What are the essential, most needed tools for someone that wants to make furniture at home? If the first thing I buy is router and I don;t have a table saw to cut the wood into size, and if I don;t have a planer I won't have wood with smooth broad surfaces. A joiner may not be necessary because a router can be used to clean and square up edges of wood. 

Am I forgetting something??

What are the essential, most needed power tools for the home woodshop?

Thanks,

Peter


----------



## Glenmore (Sep 10, 2004)

Hi Pete the most important thing I think you mentioned is the tablesaw. You can do your jointing with a router if you have a table. That is how I did my jointing before I got a jointer. The best advice I can give you get your self a wide enough jointer and you can plane with that. I have a dewalt 733 planer and a 4" grizzly jointer which I up graded over my 3 year period. Hope this helps you out.


----------



## jerrymayfield (Sep 25, 2004)

Unless you buy your lumber s4s (expensive) after a table saw you will need a jointer.A jointer can face joint a board , a planer can't it can make one face of a board parallel to the other face only.

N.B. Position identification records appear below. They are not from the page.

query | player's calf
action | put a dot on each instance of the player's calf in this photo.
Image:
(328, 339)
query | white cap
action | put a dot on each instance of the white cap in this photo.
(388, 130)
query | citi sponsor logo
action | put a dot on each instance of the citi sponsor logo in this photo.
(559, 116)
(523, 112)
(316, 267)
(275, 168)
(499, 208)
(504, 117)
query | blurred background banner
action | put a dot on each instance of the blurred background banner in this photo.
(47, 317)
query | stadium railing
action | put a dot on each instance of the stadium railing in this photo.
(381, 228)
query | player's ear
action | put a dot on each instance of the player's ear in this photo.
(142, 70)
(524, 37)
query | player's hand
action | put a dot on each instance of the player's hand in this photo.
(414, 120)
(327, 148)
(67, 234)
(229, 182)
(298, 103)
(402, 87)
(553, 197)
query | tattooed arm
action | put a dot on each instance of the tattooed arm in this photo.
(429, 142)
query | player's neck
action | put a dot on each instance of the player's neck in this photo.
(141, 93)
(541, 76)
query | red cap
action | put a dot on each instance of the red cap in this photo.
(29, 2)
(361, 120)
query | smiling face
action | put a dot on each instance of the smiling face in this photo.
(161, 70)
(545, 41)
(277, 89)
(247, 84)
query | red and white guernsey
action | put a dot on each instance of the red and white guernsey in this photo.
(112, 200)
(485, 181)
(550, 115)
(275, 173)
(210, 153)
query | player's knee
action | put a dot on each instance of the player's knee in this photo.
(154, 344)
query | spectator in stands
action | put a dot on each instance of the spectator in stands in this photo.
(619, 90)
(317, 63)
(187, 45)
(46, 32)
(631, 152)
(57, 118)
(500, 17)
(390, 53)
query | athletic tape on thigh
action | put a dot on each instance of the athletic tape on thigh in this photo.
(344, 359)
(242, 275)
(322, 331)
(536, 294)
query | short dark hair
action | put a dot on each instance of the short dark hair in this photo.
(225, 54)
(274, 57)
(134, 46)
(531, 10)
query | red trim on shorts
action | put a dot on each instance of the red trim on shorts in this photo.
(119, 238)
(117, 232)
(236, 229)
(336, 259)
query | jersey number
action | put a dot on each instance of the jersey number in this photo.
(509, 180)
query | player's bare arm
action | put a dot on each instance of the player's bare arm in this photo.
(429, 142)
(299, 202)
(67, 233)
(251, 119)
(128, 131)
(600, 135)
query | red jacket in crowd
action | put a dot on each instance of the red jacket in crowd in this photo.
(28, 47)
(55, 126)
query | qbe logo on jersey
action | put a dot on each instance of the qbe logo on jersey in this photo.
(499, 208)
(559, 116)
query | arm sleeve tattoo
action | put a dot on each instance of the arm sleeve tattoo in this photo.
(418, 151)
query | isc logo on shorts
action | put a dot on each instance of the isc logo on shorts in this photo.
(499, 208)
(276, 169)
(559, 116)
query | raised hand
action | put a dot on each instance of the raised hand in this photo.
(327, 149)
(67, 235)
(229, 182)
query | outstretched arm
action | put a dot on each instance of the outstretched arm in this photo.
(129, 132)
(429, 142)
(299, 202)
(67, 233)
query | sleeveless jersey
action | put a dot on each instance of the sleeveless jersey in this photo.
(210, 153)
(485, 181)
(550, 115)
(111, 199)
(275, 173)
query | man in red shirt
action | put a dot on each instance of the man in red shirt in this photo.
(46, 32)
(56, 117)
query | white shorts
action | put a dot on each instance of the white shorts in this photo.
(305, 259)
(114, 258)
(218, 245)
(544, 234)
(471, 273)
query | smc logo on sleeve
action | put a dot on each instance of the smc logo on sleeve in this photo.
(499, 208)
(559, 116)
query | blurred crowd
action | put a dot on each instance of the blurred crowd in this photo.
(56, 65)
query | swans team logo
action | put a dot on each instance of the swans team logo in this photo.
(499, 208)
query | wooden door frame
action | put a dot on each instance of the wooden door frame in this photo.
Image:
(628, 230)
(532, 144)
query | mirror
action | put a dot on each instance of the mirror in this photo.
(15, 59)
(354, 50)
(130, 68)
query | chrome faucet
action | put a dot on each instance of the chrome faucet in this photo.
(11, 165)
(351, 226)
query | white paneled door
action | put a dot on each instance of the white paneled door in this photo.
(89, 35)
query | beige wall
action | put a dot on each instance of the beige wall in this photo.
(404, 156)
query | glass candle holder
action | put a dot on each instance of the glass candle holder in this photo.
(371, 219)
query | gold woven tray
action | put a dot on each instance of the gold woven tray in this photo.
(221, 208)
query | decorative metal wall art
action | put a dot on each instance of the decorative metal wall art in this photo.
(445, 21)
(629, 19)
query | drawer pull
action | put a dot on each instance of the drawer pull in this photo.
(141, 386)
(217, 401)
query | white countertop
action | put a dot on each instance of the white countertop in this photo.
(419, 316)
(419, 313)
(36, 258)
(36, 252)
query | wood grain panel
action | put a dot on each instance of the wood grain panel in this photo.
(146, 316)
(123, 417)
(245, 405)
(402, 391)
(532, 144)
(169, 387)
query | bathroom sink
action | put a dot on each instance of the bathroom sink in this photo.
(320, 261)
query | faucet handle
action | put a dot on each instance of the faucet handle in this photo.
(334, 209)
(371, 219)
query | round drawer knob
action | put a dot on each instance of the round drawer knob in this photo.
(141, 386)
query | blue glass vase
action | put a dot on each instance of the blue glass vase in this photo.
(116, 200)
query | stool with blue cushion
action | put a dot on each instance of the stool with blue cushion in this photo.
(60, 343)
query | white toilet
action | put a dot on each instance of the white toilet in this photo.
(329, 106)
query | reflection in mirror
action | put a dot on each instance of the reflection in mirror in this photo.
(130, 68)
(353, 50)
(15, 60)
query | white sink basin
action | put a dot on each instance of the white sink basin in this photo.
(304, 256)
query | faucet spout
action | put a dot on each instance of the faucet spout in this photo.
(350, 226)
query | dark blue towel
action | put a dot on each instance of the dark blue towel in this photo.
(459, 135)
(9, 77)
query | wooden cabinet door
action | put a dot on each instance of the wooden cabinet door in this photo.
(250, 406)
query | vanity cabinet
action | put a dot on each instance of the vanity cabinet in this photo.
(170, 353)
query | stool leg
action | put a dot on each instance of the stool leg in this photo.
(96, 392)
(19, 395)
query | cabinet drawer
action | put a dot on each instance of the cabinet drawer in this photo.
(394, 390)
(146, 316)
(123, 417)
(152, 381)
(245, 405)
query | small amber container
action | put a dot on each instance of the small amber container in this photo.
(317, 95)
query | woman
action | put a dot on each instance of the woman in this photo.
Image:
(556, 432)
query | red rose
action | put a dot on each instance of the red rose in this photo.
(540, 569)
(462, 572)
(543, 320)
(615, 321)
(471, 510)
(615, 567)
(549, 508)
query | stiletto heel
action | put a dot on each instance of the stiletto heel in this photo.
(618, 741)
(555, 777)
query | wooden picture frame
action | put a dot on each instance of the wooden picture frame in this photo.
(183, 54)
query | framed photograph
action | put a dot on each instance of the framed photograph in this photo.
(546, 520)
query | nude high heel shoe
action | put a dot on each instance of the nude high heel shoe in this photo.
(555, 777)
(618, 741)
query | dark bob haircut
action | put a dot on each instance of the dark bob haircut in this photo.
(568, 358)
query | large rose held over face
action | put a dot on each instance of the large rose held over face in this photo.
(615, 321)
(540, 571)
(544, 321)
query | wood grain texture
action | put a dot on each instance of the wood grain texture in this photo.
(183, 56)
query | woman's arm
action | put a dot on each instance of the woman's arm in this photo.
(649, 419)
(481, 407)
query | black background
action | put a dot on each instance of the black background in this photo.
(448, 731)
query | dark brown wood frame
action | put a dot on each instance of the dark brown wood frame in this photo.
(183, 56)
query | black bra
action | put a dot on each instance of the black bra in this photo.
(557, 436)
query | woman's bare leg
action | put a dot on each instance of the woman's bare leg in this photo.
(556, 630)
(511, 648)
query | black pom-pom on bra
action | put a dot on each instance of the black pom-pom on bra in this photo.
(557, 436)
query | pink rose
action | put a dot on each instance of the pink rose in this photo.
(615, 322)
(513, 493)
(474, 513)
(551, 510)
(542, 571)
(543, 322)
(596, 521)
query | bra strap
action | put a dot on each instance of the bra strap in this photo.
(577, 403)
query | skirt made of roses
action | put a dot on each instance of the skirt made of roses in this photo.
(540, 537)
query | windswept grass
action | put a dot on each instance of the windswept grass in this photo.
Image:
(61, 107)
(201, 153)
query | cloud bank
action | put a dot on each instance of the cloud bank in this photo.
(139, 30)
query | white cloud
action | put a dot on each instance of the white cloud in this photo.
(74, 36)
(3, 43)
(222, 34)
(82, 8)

In my opinion : 1. table saw 2. jointer 3. planer 4. router 5. router 
everyone has an opinion thats mine.

Regards

Jerry


----------



## reible (Sep 10, 2004)

Here is a listing we did some time ago that you might find useful:
www.routerforums.com/showthread.php?t=539

If you click on the link you can read several peoples attempt to answer about the same question you're asking. (After getting a drum sander I might be tempted to move that up a few spots.)

I'm sure a few people will not have read this posting since it more then a year old so if you are reading this post please read the other post as well and feel free to comment either here or there.

Ed


----------